How Cindy Crawford made me feel better about my body
Call me mean, but I really enjoyed seeing pictures of Cindy Crawford showing the 48 years old super model with imperfect skin, and even some cellulite!
I know, it is quite pathetic to cheer about someone else’s imperfections, however, – leaked or not – those unretouched pictures that Marie Claire made circulate on social media showing the real Cindy Crawford, made me feel better about myself, and I am pretty sure I am not the only one.
Actually, I think she should have showed her real self much sooner, so that every one of us could appreciate how gorgeous she is without any digital nip and tuck.
Once upon a time…
I grew up worshipping Cindy Crawford, Claudia Schiffer and all the famous supermodels of the 1990s. I had clippings and posters on my bedroom wall eyeing at me from the height of their stunning beauty. I did not know it at the time, but admiring those models of “perfection” from such a young age has turned to be a dangerous way of – slowly but surely – shooting at my self-confidence in the foot.
Fundamentally, I grew up thinking I was not… enough. I was not tall enough, thin enough, beautiful enough.

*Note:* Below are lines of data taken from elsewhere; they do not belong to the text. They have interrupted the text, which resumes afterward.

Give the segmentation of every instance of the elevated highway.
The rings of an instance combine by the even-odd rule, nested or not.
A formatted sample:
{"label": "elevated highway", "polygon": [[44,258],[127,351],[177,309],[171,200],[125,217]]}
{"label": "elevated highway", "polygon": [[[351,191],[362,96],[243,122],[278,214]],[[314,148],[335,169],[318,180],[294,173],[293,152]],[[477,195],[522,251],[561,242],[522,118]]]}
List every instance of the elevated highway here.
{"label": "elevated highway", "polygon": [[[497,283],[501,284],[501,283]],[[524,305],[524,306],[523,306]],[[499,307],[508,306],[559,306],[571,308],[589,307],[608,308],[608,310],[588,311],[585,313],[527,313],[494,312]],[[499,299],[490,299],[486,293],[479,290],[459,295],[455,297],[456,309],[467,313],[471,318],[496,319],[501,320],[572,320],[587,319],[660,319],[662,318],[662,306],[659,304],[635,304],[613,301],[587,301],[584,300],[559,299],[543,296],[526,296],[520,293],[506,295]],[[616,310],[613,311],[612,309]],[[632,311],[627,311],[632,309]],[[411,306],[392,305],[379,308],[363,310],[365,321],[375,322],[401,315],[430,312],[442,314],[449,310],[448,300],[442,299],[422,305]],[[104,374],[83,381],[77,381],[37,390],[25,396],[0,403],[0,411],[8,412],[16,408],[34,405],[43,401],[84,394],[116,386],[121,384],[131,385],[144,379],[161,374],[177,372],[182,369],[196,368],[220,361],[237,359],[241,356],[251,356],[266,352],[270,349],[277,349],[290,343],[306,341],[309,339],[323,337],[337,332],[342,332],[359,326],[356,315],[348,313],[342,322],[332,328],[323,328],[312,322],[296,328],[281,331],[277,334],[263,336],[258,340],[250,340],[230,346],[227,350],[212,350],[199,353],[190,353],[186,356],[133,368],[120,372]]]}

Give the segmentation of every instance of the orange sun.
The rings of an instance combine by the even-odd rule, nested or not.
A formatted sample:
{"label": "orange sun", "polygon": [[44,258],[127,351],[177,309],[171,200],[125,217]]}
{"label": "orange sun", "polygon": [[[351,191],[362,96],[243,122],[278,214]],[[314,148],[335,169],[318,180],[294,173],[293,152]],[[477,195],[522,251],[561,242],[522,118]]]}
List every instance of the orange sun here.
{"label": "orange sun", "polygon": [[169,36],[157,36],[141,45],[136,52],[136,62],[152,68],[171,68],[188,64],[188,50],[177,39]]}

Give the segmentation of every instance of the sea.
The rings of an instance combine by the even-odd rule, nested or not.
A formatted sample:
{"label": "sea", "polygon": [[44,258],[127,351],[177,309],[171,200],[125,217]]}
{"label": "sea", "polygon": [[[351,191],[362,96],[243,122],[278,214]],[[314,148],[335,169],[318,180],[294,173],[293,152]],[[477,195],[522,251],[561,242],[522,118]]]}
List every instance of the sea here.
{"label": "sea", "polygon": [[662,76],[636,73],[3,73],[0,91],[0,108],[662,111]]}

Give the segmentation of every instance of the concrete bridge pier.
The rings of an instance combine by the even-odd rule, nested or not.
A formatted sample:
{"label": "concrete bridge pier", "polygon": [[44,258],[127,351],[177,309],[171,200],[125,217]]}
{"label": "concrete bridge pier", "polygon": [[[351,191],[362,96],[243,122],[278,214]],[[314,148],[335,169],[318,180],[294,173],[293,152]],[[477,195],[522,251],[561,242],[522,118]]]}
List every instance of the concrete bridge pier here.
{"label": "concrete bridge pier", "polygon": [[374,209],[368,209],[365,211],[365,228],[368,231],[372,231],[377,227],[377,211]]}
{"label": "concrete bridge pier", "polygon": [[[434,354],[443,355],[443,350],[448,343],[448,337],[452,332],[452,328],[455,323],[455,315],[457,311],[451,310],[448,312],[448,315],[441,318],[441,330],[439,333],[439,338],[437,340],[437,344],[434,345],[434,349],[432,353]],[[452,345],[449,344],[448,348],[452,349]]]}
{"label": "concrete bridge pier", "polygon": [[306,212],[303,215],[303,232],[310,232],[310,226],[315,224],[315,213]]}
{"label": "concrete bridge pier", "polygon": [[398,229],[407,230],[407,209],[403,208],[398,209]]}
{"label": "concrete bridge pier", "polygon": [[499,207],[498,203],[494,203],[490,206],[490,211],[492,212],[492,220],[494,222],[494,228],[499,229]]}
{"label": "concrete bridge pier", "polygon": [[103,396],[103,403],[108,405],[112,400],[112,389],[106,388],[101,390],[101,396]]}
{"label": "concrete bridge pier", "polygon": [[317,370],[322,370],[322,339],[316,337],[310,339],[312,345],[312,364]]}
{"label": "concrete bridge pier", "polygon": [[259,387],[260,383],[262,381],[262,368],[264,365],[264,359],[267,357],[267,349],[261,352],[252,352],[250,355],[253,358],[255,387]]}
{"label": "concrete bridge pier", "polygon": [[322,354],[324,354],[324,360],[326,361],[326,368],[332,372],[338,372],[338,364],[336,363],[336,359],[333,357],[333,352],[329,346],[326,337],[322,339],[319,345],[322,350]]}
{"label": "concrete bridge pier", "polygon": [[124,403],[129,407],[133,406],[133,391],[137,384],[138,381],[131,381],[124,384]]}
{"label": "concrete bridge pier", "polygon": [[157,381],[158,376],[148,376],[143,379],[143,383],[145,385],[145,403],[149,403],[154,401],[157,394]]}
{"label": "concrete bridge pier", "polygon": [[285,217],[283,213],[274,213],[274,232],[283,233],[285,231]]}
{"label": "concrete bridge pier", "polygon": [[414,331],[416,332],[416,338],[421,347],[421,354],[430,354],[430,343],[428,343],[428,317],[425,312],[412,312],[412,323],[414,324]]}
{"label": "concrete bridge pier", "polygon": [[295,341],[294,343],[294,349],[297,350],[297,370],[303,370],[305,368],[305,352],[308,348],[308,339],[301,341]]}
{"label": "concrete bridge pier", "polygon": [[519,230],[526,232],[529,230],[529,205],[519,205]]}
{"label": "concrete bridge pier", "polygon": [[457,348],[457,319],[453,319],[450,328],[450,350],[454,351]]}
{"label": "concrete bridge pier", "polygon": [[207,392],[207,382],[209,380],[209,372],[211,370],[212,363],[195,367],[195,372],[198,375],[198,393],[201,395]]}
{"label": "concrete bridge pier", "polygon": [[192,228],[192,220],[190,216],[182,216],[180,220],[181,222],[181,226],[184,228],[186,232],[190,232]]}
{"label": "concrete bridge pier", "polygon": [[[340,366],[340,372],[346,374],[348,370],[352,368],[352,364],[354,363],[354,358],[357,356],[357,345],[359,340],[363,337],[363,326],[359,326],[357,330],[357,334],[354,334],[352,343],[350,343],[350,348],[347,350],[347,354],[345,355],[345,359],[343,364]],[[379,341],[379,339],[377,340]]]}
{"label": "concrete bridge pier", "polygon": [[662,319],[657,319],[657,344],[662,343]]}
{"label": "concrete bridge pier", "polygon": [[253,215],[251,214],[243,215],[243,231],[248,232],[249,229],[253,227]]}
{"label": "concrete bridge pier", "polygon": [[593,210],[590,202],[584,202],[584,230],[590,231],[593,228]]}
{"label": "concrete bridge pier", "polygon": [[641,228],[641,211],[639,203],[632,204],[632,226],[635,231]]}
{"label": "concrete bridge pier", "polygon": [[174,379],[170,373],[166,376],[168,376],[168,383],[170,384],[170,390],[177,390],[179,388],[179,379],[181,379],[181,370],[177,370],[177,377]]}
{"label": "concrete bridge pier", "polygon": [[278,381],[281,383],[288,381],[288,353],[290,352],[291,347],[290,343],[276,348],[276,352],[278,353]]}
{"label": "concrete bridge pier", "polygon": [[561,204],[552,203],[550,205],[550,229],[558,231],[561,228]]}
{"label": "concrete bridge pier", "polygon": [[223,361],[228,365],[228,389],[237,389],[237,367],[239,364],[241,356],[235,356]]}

And then there was the “too much” part that included a list of my hips were too wide, my nose too big, my eyes too small and even too close, and so on.
I had no idea what Photoshop was, and never believed for a single second that magazines could lie about beauty. Pretty naive, uh?
In a very subtle way, glossy magazines and advertisements showing perfect models not only shaped, but created the current idea of beauty.
In the 1990s, the idea of beauty was far from reality. Curvy women were silently – or not! – considered fat. As a young woman, you could not be anything less than fit, if you wanted to be considered just normal.
I am not saying that those models on the magazines were the actual culprits of our misconception of beauty. Somehow, Cindy Crawford and all the others were means of advertising a lifestyle more than a product. The message was and still is “wear this and you will look like her”. This is how marketers slowly shaped our reality, imposing to the society what is important, and what we need to feel good and successful. And the result is that we have learnt to relieve our stress by eating and numbing our emotions instead of feeling them, and to continuously feel stressed because we feel “not good enough“.
I am too the product of a very consumeristic society.
I grew up seeing the nonsense “retail therapy” becoming first an actual expression of the language to then becoming a common practice. People actually do believe that shopping is a form of therapy and make them feel better, which is scary to say the least. But I too got into the shopping trap. I love Amazon, and I get all excited when a box is delivered to our house.
And despite being a photographer, knowing the tricks of the trade, having the possibility to transform someone’s body at my will, I also still believe that women are damn attractive with all their so-called “flaws”, and especially because of them.
Think of Laura Stone’s spaced front teeth. She was probably made fun of when adolescent, but precisely that particular characteristic made her stand out amongst other million pretty faces.
Let it go
Today things are changing because obesity has been taking over the world, so finally people are forced to face the enormous gap between the size of the models on a catwalk or on a glossy magazine and the reality of an average size 14 in the UK.
It is just plain ridiculous to think that the idea of beauty that is portrayed on today’s magazines still stands, or has ever made any sense – or any good for that matters.
Dove has been releasing brilliant ad campaigns in the last decade promoting a healthier body image, especially focused on women that are the most hit by low self-esteem.
Something is changing.
People have started slowly appreciating their real beauty and I am very hopeful that, especially women, will embrace their own, very unique, kind of gorgeousness.